Ernesto Altshuler has a principle for doing science in one of the world's more challenging settings, Cuba. Faced with scant resources and a persistent brain drain, the University of Havana physicist says he became a “guerrilla scientist.”

That didn't mean toting a Kalashnikov. “My strategy to survive as an experimental physicist was to violate the boundaries of safe science,” Altshuler says, “invading zones where I was not a specialist, looking around for new phenomena with wider eyes, seeing scientific instruments in daily life objects, attacking and retreating from serendipitous findings like a guerrilla.” He has used ants to model how panicked people behave, for example, and has studied how bits of tea leaves seem to defy gravity by climbing a stream of tea into a pot's spout. In his studies of granular materials, Altshuler spent about $100 “to obtain the same quality of data” as other researchers who spend millions of dollars on microgravity experiments, says Thorsten Pöschel, a physicist at the Friedrich-Alexander University Erlangen-Nürnberg in Germany. “This should have embarrassed some of our colleagues.”
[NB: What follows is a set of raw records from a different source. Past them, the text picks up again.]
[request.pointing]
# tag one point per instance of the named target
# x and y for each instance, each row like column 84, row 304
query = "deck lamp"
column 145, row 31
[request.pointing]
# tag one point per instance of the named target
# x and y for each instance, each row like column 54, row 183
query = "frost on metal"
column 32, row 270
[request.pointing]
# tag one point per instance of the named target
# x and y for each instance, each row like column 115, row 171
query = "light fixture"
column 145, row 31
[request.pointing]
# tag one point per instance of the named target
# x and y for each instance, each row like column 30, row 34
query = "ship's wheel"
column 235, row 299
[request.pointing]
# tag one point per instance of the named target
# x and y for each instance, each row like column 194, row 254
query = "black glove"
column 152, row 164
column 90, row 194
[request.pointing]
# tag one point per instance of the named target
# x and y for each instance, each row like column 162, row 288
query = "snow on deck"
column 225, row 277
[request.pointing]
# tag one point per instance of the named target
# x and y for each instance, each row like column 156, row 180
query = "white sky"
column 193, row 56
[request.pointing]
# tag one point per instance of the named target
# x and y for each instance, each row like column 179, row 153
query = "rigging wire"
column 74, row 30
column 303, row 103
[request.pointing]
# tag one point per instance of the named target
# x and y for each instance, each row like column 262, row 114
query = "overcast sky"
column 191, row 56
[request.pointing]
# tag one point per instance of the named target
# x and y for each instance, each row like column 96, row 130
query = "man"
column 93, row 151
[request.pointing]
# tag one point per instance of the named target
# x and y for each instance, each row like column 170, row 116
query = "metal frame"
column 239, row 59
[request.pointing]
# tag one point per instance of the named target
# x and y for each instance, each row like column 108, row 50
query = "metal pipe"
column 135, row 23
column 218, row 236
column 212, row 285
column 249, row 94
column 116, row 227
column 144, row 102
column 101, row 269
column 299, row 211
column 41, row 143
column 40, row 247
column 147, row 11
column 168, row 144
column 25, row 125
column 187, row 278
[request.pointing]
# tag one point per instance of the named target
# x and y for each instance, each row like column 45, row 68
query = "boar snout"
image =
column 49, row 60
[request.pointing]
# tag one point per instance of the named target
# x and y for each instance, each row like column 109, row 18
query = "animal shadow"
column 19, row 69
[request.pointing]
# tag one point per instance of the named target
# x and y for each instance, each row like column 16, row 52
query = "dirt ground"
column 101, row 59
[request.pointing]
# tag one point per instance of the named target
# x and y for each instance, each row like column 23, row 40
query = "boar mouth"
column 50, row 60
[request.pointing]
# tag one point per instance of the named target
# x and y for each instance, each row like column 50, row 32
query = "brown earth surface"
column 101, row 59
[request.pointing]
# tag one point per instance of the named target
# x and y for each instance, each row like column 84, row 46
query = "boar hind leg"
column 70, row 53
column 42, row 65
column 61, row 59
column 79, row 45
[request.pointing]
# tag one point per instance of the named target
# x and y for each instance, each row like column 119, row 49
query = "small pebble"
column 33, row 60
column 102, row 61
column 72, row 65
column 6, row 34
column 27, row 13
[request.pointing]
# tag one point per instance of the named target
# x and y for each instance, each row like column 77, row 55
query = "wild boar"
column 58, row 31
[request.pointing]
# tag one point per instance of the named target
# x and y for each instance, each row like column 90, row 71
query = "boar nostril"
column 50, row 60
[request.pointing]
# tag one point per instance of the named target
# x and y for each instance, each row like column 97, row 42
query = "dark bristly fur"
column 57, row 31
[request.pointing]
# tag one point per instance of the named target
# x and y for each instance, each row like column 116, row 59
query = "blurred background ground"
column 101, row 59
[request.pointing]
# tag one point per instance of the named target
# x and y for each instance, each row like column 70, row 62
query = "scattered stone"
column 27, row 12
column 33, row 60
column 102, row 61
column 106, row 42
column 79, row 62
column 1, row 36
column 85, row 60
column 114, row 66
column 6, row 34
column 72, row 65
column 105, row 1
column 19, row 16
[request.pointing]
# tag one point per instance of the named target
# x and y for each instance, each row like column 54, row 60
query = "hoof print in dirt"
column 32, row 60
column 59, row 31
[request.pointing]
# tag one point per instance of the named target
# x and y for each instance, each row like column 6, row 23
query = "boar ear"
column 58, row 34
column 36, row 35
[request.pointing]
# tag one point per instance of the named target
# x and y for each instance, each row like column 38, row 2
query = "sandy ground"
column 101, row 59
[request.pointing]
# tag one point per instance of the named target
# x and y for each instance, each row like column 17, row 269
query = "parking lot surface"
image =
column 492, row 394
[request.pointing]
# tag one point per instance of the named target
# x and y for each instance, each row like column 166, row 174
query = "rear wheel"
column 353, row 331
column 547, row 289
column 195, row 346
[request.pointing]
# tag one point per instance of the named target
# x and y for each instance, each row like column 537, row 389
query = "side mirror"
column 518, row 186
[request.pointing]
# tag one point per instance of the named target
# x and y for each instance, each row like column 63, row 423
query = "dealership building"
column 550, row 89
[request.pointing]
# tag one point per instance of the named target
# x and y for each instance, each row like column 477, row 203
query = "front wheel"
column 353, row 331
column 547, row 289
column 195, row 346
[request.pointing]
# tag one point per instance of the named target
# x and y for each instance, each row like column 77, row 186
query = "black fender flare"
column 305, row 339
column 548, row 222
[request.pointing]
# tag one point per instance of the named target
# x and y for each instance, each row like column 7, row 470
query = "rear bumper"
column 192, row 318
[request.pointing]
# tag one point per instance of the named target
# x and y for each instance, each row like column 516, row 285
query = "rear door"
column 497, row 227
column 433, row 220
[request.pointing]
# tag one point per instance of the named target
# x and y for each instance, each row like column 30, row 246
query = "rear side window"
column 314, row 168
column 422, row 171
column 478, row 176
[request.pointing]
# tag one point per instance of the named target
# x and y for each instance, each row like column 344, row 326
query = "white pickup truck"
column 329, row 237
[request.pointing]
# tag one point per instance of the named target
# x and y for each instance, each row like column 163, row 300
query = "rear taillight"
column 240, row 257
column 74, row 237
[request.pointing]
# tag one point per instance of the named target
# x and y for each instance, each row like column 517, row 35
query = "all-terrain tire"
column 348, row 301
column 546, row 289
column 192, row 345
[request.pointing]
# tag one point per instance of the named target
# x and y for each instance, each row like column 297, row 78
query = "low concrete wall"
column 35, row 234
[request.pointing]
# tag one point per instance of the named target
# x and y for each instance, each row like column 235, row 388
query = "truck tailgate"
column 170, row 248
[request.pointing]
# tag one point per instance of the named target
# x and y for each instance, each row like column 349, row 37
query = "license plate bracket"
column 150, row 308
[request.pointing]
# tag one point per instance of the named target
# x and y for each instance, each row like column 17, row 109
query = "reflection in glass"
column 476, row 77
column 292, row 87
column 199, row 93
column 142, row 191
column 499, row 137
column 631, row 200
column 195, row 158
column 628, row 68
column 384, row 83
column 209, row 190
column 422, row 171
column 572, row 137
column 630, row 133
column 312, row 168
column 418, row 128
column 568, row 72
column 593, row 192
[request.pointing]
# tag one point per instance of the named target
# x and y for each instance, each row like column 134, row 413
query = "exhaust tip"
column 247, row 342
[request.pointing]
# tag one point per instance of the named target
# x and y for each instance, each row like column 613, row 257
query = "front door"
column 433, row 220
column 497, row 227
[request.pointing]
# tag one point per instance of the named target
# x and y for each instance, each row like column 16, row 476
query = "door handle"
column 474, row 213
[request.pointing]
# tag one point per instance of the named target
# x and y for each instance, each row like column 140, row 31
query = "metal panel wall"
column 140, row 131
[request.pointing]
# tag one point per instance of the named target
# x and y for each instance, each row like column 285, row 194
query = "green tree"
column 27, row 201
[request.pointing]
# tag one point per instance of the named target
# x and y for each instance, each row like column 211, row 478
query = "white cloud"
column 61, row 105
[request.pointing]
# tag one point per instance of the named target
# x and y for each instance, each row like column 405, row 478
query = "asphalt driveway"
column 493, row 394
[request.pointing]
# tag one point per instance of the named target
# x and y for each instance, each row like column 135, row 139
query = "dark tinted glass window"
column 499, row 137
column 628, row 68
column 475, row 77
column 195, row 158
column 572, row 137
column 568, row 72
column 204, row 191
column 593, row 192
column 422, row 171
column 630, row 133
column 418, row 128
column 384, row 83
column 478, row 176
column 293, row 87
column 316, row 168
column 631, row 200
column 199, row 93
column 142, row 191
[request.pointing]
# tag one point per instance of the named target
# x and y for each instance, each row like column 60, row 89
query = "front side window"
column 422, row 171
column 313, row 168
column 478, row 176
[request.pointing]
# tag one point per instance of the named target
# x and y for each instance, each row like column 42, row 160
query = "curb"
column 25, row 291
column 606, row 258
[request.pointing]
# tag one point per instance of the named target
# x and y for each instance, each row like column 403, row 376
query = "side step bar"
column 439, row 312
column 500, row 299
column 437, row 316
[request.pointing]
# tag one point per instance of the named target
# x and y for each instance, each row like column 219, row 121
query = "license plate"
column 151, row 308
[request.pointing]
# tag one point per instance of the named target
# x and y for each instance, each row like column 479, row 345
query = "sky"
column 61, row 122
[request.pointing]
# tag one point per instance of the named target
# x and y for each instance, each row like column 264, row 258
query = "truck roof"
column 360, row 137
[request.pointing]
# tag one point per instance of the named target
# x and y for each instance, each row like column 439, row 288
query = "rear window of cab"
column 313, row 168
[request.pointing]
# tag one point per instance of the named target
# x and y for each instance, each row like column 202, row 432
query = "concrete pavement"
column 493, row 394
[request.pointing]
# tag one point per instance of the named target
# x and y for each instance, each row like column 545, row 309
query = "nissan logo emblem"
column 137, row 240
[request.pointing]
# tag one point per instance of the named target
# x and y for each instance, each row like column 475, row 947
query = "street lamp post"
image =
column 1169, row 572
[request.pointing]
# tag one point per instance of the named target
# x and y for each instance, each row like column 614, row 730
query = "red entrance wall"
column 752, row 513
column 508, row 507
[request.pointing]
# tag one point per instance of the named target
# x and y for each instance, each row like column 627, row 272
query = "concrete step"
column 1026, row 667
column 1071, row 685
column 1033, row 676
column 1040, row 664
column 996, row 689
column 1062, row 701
If Che Guevara were alive today, the iconic guerrilla leader of the Cuban revolution surely would applaud how Altshuler and a handful of comrades have kept science alive by cunning and daring in an isolated nation trapped in a time warp. Here in Havana, '50s Chevrolets and Soviet sidecar motorcycles share the rutted roads with sleek Chinese limousine buses whisking tourists to beachside resorts. On a manicured bluff overlooking Havana Harbor behind the Hotel Nacional de Cuba, foreigners and well-heeled Cubans sip mojitos and puff cigars next to Bay of Pigs–era cannon emplacements.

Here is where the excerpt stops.